"Bandler and Grinder look at the language patterns in therapy and describe techniques that therapists use..." https://t.co/HZPGxXAZRa #publicspeaking #Impostorsyndrome #publicspeaker #Workshop #Learning pic.twitter.com/9vOGYwK7Ry— Alan Richardson (@eviltester) December 19, 2017
A while ago, I came a cross this enlightening blog post from @eviltester where he is talking about the impostor syndrom in relation to public speaking. Upon that I asked myself, isn’t every human being to some degree affected by it?
All the people around me are anyway more intelligent, competent, knowledgable etc. than I am. I’ve no story, no opinion, no namable experiences and experiments, no outstanding knowhow and passions to share with others.
I think everyone has at a certain point in his life such self-doubts, some have them stronger, some have them less. Ever since we carry this with us, it belongs to us that we compete with and fight against each other to get satisfactory, credibility, Ruhm und Ehre. In the testing community we don’t go onto that. We much more share, challenge, support, unite and collaborate. One of the best places to do so is going to conferences - I’ll get back to that in a minute.

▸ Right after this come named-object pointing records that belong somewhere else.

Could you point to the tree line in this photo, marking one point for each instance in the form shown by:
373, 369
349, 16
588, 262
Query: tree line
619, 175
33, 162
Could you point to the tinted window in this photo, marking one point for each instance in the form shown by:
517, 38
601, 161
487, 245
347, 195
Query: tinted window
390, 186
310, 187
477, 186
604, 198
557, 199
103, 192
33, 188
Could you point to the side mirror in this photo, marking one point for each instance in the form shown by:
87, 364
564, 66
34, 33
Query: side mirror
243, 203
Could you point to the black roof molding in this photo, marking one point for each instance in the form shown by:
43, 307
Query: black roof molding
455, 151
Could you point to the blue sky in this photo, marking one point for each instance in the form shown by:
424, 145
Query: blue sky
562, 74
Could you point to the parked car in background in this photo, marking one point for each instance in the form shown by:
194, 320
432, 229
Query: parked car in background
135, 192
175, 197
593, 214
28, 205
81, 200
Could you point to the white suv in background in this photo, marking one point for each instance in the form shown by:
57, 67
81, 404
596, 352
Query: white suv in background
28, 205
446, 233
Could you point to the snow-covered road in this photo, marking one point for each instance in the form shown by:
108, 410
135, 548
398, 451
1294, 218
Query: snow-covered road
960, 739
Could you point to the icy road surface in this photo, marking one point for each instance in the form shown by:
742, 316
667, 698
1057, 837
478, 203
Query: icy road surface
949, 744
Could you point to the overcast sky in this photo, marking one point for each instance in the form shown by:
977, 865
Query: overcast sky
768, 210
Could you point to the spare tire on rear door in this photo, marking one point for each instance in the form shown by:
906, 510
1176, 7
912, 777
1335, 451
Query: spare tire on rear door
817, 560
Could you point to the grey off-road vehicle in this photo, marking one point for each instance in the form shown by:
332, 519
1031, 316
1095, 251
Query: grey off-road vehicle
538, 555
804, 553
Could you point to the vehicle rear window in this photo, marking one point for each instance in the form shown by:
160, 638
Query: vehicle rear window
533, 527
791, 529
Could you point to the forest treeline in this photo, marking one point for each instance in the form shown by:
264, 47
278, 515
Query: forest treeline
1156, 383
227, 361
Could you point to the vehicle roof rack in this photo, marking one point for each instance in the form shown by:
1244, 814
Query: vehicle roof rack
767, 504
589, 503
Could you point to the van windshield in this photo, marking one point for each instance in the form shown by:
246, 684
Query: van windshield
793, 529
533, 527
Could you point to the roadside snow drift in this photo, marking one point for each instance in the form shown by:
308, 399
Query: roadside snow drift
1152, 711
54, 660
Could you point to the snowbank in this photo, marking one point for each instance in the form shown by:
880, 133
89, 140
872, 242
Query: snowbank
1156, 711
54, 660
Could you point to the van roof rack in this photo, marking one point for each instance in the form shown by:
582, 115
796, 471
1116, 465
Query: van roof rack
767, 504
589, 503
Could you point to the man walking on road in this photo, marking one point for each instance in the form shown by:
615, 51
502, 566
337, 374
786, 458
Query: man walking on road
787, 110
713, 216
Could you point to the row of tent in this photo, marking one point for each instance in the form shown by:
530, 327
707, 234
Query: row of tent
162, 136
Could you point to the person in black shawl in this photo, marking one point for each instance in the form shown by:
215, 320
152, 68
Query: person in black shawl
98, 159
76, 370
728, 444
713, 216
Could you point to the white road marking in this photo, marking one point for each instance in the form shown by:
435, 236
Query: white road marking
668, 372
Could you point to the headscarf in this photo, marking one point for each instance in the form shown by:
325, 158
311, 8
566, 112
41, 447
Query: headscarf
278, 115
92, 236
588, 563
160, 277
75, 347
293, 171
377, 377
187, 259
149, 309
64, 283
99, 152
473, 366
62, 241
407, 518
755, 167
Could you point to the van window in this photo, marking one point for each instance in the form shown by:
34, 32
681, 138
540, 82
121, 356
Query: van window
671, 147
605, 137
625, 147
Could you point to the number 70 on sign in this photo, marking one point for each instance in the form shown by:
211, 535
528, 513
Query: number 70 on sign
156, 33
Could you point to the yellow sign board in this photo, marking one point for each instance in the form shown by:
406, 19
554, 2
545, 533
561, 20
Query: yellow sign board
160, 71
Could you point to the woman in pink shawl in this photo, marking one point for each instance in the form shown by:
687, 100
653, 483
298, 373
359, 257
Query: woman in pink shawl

But still, the impostor syndrome is all present. (Watch this fabulous talk by Claire Reckless if you’re a dojo pro-subscriber.) But how do we overcome this “fear”? Fear of not being listened to, fear of not being good enough, fear of failure. Well first of all, this is a personal thing, not everyone wants to get out of it. Second, there is also nothing bad about it - it’s just sad when someone has a brilliant idea or has made some fantastic experiences and researches which she could share with others, but because of the imposter syndrome got stuck to do so.
This is another great post about the topic fear to speak in public.
That’s it for today, have fun out there!